Torn ACL: Causes, Symptoms And Treatment

by Administrator 21. August 2014 08:09

Torn ACL injuries are caused due to straightening of the knee beyond its normal limits and it is also known as hyper-extended knee. Torn Anterior Cruciate Ligament (ACL) is a second or third degree sprain of the ACL. The ACL is one of the ligaments that connects the thigh bone (femur) to shin bone (tibia) and helps to stabilize the knee joint. Making sudden jumps or landing from jumps can injure the knee, causing hyperextension which puts stress on the knee and results in its stretching and tearing. This tear may be partial or complete as the knee becomes unstable and buckles.

Causes:

  • Sports and fitness activities can cause injuries to the knee, when the foot is firmly planted and the knee locks and pivots at the same time. Sports like football, basketball, soccer and gymnastics cause sudden change in direction which stresses and damages the ligaments.
  • Landing or making a jump, especially when the leg is bent or straightened which usually happens in basketball.
  • Missing steps while walking on staircase, stepping into a hole, falling off from moderate or extreme heights, stopping suddenly when leg is bent or straightened.
  • Collision during contact sports such as football.
  • Sudden blows due to car accident.

Symptoms:

  • When the knee is injured, a feeling that the knee is giving out from under is experienced. Other symptoms include:
  • A “pop” sound at the time of injury.
  • The knee becomes unstable and within 6 hours of injury, the knee swells.
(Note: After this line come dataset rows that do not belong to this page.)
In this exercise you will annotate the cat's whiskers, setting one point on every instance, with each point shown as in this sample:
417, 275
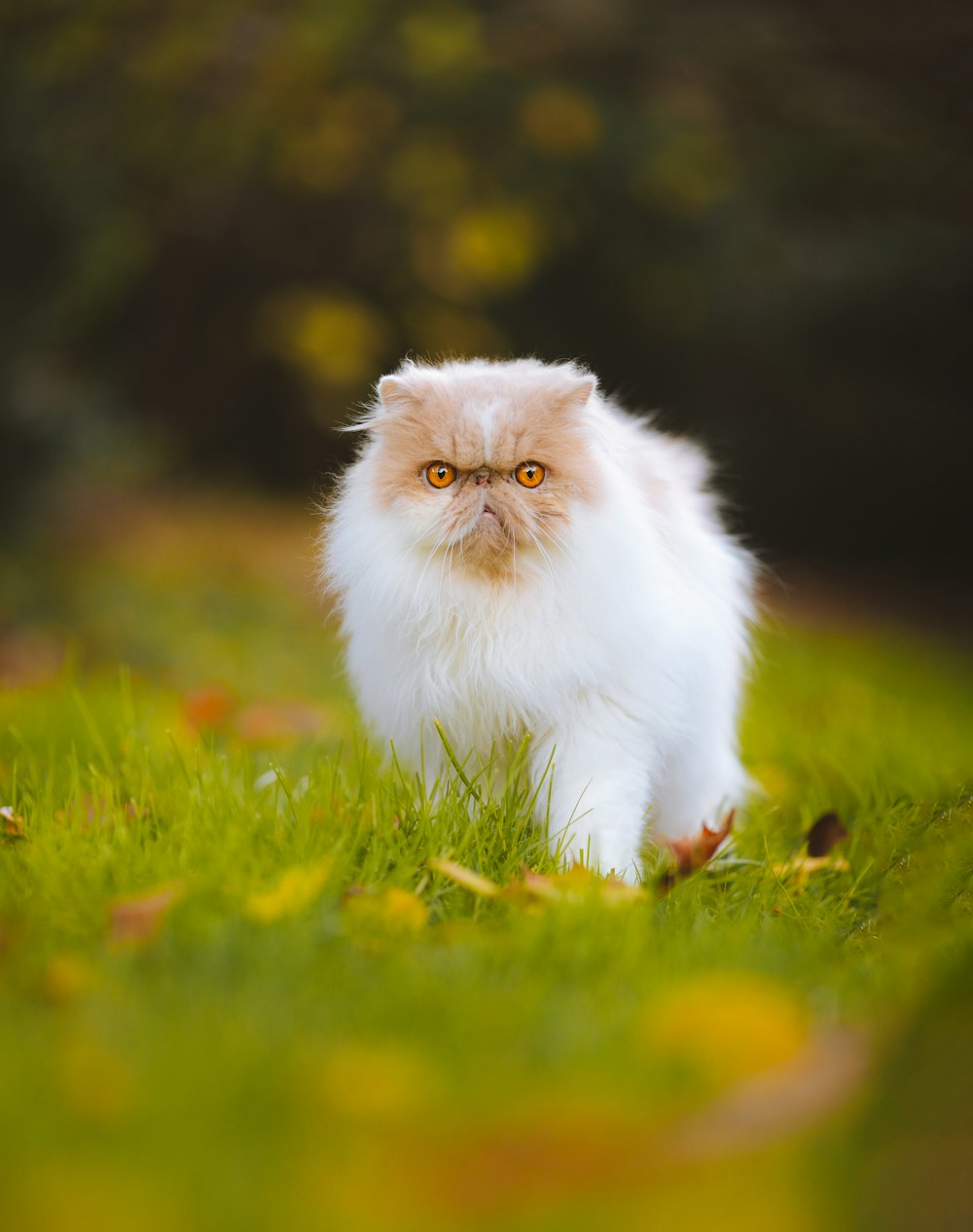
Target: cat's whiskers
416, 594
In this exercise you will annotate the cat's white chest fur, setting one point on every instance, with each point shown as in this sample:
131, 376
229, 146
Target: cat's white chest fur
513, 554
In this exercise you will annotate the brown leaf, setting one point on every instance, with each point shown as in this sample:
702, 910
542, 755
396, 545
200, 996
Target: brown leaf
825, 833
698, 852
137, 921
12, 827
802, 866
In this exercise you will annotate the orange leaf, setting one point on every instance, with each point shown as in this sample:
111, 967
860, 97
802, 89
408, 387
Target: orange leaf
698, 852
137, 921
207, 707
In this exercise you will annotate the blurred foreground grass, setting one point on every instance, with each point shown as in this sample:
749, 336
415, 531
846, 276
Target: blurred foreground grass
234, 994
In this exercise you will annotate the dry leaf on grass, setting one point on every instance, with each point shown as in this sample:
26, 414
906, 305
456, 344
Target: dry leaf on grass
392, 912
296, 888
466, 878
137, 921
571, 886
828, 830
695, 852
803, 866
12, 827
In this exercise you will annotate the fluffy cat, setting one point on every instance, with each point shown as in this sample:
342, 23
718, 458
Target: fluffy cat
513, 554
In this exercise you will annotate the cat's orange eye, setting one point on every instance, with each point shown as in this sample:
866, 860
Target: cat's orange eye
531, 475
441, 475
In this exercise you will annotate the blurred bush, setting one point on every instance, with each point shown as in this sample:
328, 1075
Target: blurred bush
225, 219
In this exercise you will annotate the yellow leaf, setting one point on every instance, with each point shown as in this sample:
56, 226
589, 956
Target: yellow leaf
12, 827
802, 866
387, 912
137, 921
297, 888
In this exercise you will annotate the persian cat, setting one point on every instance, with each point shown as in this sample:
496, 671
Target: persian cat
513, 554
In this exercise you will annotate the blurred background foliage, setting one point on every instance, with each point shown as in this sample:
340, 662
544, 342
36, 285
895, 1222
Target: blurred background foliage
223, 219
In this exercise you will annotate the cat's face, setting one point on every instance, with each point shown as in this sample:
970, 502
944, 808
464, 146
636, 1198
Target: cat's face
486, 462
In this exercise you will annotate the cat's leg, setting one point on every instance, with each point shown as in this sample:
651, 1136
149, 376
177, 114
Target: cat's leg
699, 785
595, 782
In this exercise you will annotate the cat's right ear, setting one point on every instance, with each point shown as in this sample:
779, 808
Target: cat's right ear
394, 393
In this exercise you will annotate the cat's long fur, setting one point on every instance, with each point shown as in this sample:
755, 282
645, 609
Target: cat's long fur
603, 611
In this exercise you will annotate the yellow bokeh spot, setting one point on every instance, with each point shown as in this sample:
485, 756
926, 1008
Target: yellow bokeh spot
443, 41
429, 174
727, 1025
335, 341
559, 122
690, 175
372, 1080
96, 1082
296, 889
346, 133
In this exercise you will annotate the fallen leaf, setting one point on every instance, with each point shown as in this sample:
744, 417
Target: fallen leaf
698, 852
274, 722
726, 1025
392, 912
12, 827
137, 921
464, 878
803, 866
65, 977
825, 833
208, 707
297, 888
574, 885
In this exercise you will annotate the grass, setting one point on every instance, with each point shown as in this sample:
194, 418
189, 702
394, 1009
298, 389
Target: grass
234, 992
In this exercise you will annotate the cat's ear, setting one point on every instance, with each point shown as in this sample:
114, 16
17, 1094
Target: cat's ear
575, 393
395, 393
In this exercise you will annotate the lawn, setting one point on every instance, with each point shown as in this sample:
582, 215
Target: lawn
253, 976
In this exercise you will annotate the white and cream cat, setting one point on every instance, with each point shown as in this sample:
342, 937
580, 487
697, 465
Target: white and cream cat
513, 554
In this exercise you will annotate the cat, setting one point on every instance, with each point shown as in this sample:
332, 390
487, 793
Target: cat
513, 554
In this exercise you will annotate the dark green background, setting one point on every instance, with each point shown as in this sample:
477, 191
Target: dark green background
222, 221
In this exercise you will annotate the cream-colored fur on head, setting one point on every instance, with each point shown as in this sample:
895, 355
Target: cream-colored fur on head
602, 610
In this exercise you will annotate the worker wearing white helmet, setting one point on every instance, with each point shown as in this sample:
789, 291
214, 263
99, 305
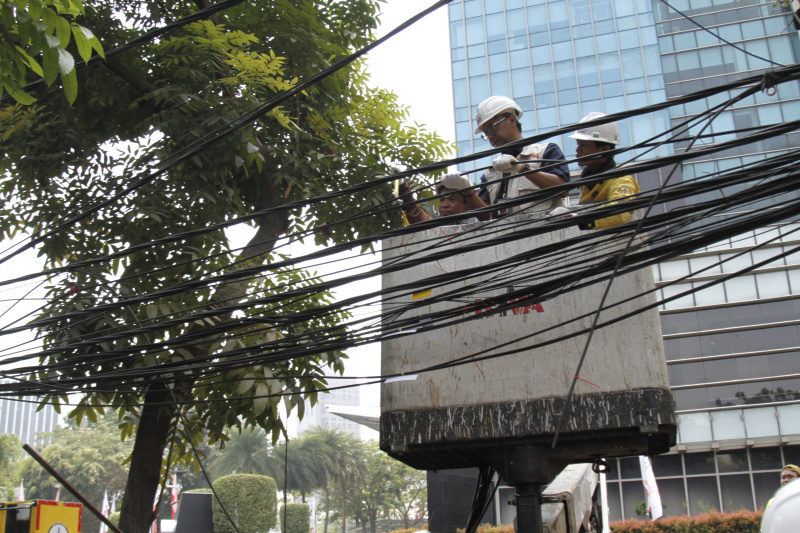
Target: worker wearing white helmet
498, 121
598, 140
784, 513
452, 202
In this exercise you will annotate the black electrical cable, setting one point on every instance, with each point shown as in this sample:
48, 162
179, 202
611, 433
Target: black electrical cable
690, 19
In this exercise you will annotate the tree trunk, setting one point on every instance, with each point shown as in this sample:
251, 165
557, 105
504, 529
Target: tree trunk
327, 508
143, 480
344, 505
153, 433
373, 521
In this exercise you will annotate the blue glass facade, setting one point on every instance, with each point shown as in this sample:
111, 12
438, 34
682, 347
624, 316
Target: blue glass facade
560, 60
733, 349
693, 59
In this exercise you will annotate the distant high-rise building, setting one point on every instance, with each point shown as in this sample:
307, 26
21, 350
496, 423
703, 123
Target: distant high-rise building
21, 418
319, 415
733, 350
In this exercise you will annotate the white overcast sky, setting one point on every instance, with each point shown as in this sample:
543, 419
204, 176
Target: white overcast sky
415, 64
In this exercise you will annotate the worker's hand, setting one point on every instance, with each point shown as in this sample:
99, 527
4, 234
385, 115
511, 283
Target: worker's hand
404, 188
532, 164
506, 163
456, 181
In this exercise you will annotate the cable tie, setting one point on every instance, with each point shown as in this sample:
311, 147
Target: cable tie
589, 382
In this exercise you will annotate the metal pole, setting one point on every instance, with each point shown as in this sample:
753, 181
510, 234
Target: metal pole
50, 470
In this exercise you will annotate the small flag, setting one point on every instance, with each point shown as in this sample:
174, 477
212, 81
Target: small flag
650, 488
173, 497
104, 510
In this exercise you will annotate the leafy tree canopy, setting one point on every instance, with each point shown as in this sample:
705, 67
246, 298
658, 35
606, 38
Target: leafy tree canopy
39, 39
181, 365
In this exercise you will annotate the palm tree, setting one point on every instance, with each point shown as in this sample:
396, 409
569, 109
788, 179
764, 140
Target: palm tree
245, 453
347, 459
309, 465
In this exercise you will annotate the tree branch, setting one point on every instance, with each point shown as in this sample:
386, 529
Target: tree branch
140, 84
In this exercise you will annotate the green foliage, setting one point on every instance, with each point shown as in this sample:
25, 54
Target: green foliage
34, 36
250, 500
297, 518
92, 458
246, 452
56, 159
387, 486
410, 529
488, 528
714, 522
10, 455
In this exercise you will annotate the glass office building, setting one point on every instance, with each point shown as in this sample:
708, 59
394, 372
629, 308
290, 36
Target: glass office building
733, 350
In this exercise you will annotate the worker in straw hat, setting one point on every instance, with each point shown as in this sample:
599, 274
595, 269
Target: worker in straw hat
597, 141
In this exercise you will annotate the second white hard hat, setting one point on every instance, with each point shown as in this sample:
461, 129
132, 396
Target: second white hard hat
493, 106
604, 133
783, 514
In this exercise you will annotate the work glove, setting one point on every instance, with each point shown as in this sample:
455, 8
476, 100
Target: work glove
456, 181
507, 163
566, 212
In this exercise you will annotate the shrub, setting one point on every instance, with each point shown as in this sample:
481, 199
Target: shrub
250, 500
488, 528
713, 522
298, 516
412, 529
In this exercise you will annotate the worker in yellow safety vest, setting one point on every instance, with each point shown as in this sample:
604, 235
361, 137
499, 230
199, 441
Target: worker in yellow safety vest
596, 140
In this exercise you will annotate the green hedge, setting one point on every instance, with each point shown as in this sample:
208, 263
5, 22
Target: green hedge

There may be internal bleeding in the joint.
  • Intense pain is experienced in the injured knee.
  • Knee cannot be moved and there is loss of range of motion.
  • The knee becomes tender and pain makes it difficult to walk or bear weight.

Diagnosis:

  • Before starting the treatment, the doctor carefully examines the knee to check for swelling and tenderness and to ascertain whether the ACL has been torn. Physical examinations include:
  • X-Rays –It does not show injury to the ACL but helps to determine whether the knee has any broken bones or not.
  • MRI scan – MRI creates proper imaging of the soft tissues and injuries to the ACL can be clearly seen.

Treatment:

Torn ACL can be treated both surgically and non-surgically. Surgical treatment may be required for young athletes who need to return to the sports while less active and elderly people can do without surgery. Non-Surgical treatment is best for those who have a very low activity level. If the stability of the knee is intact, braces can be used to stabilize the knee and crutches can be used to avoid putting weight on the legs while walking. Physical Therapy can be used to rehabilitate the knee to restore its normal function. However severe ACL tears have to be surgically reconstructed by orthopedic surgeons and may take six months or more to heal fully. It is advised to properly rest the treated knee for first few months. Strengthening exercises gradually help restore the normal functioning slowly and return the normal range of motion.